Après 1850, Madrid connaît de nouveau une croissance rapide : elle passe de moins de 250 000 habitants à 512 000 en 1897 et atteint le million en 1935. Après un arrêt pendant la guerre civile, à la fin de laquelle elle ne compte encore que 1 074 938 habitants, la croissance reprend à un rythme encore plus rapide : 1 471 013 en 1950, 2 028 091 en 1960, et les 3 millions sont dépassés en 1969. Ce spectaculaire accroissement a entraîné une considérable extension de la ville : dès 1860, les murailles de 1635 sont démolies pour faire place à de larges avenues, et un plan en damier sert de cadre au développement de l’Ensanche, qui enveloppe la vieille ville au nord, à l’est et au sud. Immédiatement au-delà, les faubourgs où s’entassent les immigrants pauvres s’étirent le long des grands axes routiers : route de Burgos avec Cuatro Caminos et Tetuán, route de Valence avec Puente de Vallecas, route de Tolède et d’Estrémadure. Puis les vides laissés entre ces faubourgs se remplissent, et la zone bâtie continue de progresser jusqu’à englober les communes d’Aravaca au N.-O., Fuencarral au nord, Hortaleza au N.-E., Barajas et Canillejas à l’est. Vicálvaro et Vallecas au S.-E., Villaverde au sud et les deux Carabanchel au S.-O. Au total, le « Municipio » de Madrid couvre aujourd’hui 607,09 km2, et toutes les communes situées dans une aire de 30 km de rayon entrent dans son orbite.

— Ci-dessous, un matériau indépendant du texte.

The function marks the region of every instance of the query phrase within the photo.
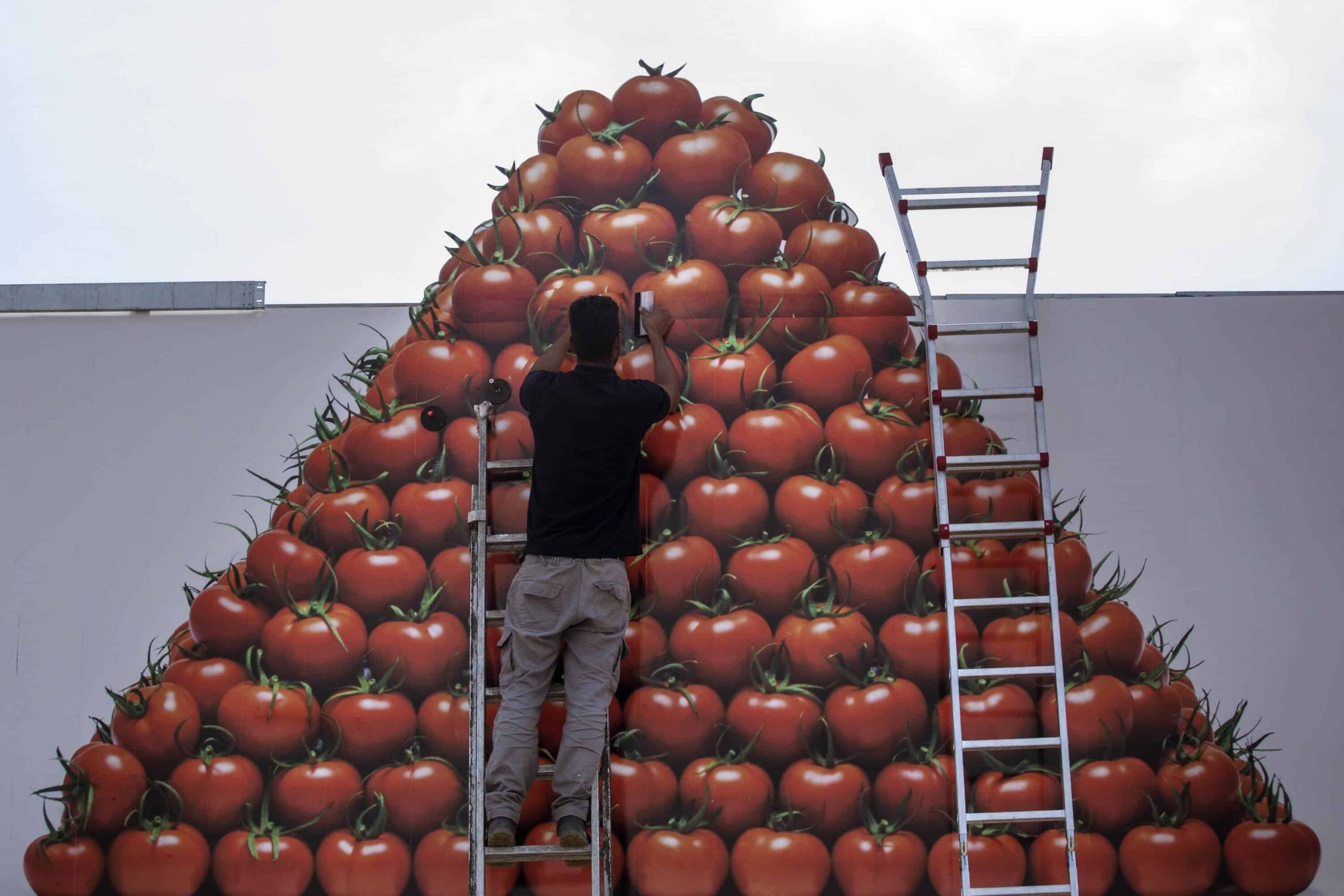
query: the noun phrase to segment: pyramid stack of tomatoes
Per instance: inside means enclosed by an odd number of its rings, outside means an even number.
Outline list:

Plusieurs facteurs sont à l’origine de cette étonnante croissance. C’est d’abord la construction du réseau ferré à partir de 1850 ; disposé en étoile autour de Madrid, il facilite les relations avec les régions périphériques et permet d’établir quelques industries. Cela renforce l’attrait de la ville et l’immigration, qui est de loin le facteur de développement le plus important : les Castilles, le Léon et plus récemment l’Andalousie et l’Estrémadure ont dirigé de très forts courants de ruraux en quête de travail vers la capitale. Cet afflux de population qui s’est accru de façon impressionnante après 1940, atteignant le chiffre record de 49 000 en 1964, a stimulé la vie économique de la ville : les activités se sont diversifiées, et de nouvelles industries ont été créées. À son tour, cette croissance, aidée par le spectaculaire démarrage économique de l’Espagne à partir de 1959, a encouragé l’immigration et favorisé l’expansion urbaine.

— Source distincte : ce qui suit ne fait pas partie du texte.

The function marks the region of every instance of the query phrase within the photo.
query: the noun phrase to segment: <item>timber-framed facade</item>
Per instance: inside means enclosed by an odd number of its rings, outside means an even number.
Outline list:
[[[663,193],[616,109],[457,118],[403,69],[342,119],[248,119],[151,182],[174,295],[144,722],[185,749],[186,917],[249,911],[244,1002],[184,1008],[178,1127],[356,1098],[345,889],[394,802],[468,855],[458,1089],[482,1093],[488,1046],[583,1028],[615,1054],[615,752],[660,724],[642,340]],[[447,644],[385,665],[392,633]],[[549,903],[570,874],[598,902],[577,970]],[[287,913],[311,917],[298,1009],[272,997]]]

Ainsi, Madrid est devenue une grande métropole aux fonctions multiples. Mais elle conserve de son traditionnel rôle politique une très nette prépondérance des activités tertiaires.

R. L.


L’histoire de Madrid


Les origines et le premier développement

Les découvertes archéologiques (haches de pierre, pointes de flèches solutréennes, céramiques, etc.) faites aux environs de Madrid témoignent de la présence de l’homme sur les rives du Manzanares dès le Paléolithique inférieur. Grâce aux conditions particulièrement favorables tant du sol que de la faune et du climat, le « Madrilène » de cette époque abandonne rapidement le nomadisme. Tout laisse à penser qu’au Moustérien la ville s’étend sur une superficie aussi vaste que celle de l’agglomération actuelle. L’influence romaine s’y fait fort peu sentir et, lors de la grandeur de Rome, l’on n’y compte qu’une centaine d’habitants, bergers et laboureurs. Au début de l’ère chrétienne, elle n’occupe que le sommet de deux collines.

Elle n’entre véritablement dans l’histoire qu’au moment de la domination musulmane (ixe s.), sous le nom de Madjrīt. Il ne s’agit que d’un petit village qui, au cours de la Reconquête entreprise aux Asturies par Pélage (718), est assiégé, puis quelque temps occupé (932) par le roi de León Ramire II. Du fait de sa position stratégique, les Arabes reconstruisent les murailles et consolident les fortifications. Le véritable conquérant de ce qui est alors une forteresse musulmane est Alphonse VI, roi de Castille et de León, qui s’en empare en 1083 avant de prendre Tolède (1085). Au xiie s., la ville est provisoirement aux mains des Almoravides*. Elle commence à grandir autour des remparts, et Alphonse VIII lui accorde ses premiers privilèges en 1202. Au Moyen Âge, le développement de la ville se poursuit. Alphonse X le Sage lui concède le « Fuero Real » (privilège royal) en 1262, et Alphonse XI l’inclut dans l’ordonnance d’Alcalá (1348).